NFL Coach Tony Dungy Discusses Diversity
By Chris Nicholson
FAIRFIELD, Conn. – On Tuesday, Feb. 19, Tony Dungy, head coach of the NFL’s Indianapolis Colts, visited Sacred Heart University. He attended a dinner with a small group of administrators and students, then delivered a lecture to 800 in the sold-out Edgerton Center for the Performing Arts.
Dungy’s presentation, titled “Diversity On the Field and Off,” was the Black History Month segment of SHU’s award-winning Student Affairs Lecture Series.
In the lecture, Dungy discussed the current state of diversity in the NFL and compared it to its state at the beginning of his career in 1977. He also discussed how ethnic background and other factors influence an individual’s personality, diversity examples in the Bible, and the importance of strong leaders in unifying diverse personnel in both the sports and corporate worlds.
“Business is very, very similar to football. How you win on a football field is how you win in business — a cohesive unit that puts the goals of the organization in first place,” Dungy said. “No matter what field you get into, diversity is something you’re going to have to deal with. Expertise and brain power are not enough — you’re going to have to function in a diverse workplace in order to make it.”
In 2007, Dungy became the first African-American to coach a team to a Super Bowl championship. Later that year, his book, Quiet Strength: The Principles, Practices, & Priorities of a Winning Life, reached the top of The New York Times Best Seller list.

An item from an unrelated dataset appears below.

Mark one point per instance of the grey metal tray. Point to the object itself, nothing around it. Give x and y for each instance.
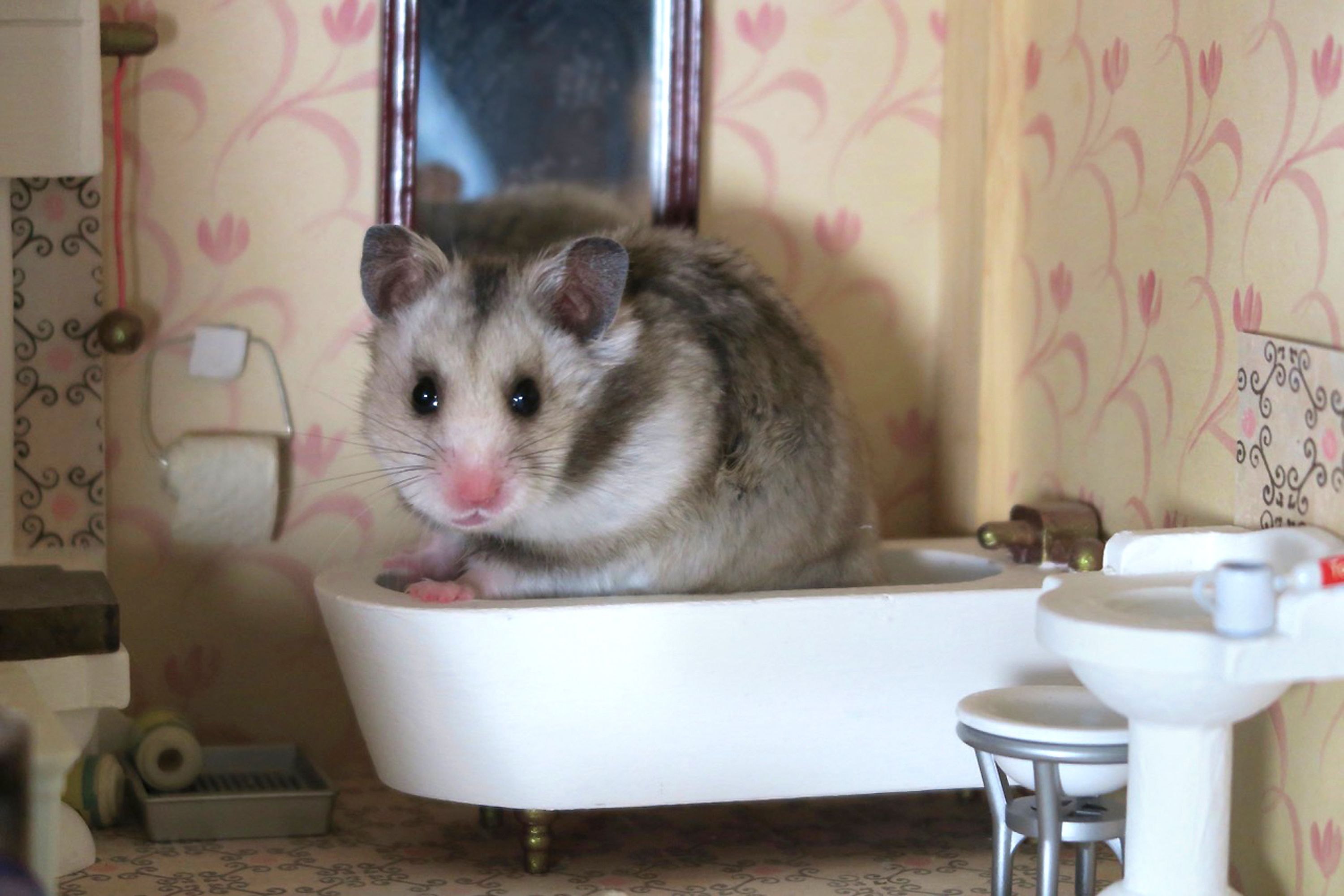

Prior to the lecture, Dungy had dinner with several SHU administrators and students, including Athletic Director Don Cook, Head Football Coach Paul Gorham, and four members of the university’s Student Government. Three Pioneer football players also attended the dinner: sophomore quarterback Dale Fink, senior running back Jason Payne, and sophomore wide receiver Steve Tedesco.
“It was great talking to him. I got to ask him questions and he answered them truthfully,” Payne said. “It was surprising that he wasn’t caught up in the hype, as big as he is — he was just a really cool person to talk to.”
Payne said Dungy spoke to the group about family, life, business and diversity, but the topic of most interest to him was breaking into professional football.
“I’m an aspiring NFL player, and it was great to ask him for advice. He suggested agents to talk with, what a coach looks for in players, and things like that,” said Payne, who was fourth in the Northeast Conference last season with 116.5 rushing yards per game.
“It was a great experience,” Fink agreed. “From what he was talking about and what you read in his book, he’s an outstanding citizen. He’s someone you’d want to model yourself and your life after.”
Cook appreciated the positive perspective that Dungy was able to bring to students, particularly the football players.
“They came away from it very impressed with how genuine an individual he his,” Cook said. “It was a great gift to the student body and to the community to have an opportunity to be exposed to a person of this quality, a person of this depth, particularly in our profession. It’s refreshing to know that there are people in sports who keep things in balance and pointing in the right direction.”
Dungy said that he, too, appreciated the chance to converse at dinner.
“They were a very impressive group,” he said of the SHU students. “We talked not just about football, but about living life. It’s not often I get to visit the other side of things — having dinner with the students brought back some terrific memories of going to school.”
Denise Tiberio, SHU’s associate dean of students and chair of the Lecture Series Committee, said that Dungy was a perfect speaker for Black History Month.
“He was absolutely wonderful, just an amazing person,” she said. “He answered every question everybody had, he was a warm-hearted, kind person, very Christian, and great for our mission.”
The Student Affairs Lecture Series was launched in 2005, and was honored with the 2007 “Program of the Year” award by the National Association of Student Personnel Administrators.
Tiberio says that choosing each year’s lecture lineup has been challenging, particularly because the committee tries to intertwine their choices with the university’s curricula.
“It’s a lot of effort,” she says. “We do an outreach to try to find out what the students would want to see, and we contact faculty members to see what would be a fit for the university. Student Affairs shouldn’t be just parties and dances—it should also support learning outside the classroom.”
Past lecturers include former NFL football player Tiki Barber, television personality Tim Russert, Rwandan genocide survivor Immaculee Ilibagiza, Broadway actor Anthony Rapp, and renowned author and political journalist Bob Woodward.
The last lecture of the 2007-08 series will be delivered on March 27 by Lee Woodruff, co-author of In an Instant, and wife of ABC news anchor Bob Woodruff, who was injured while reporting from Iraq. All the series’ lectures are open to the public.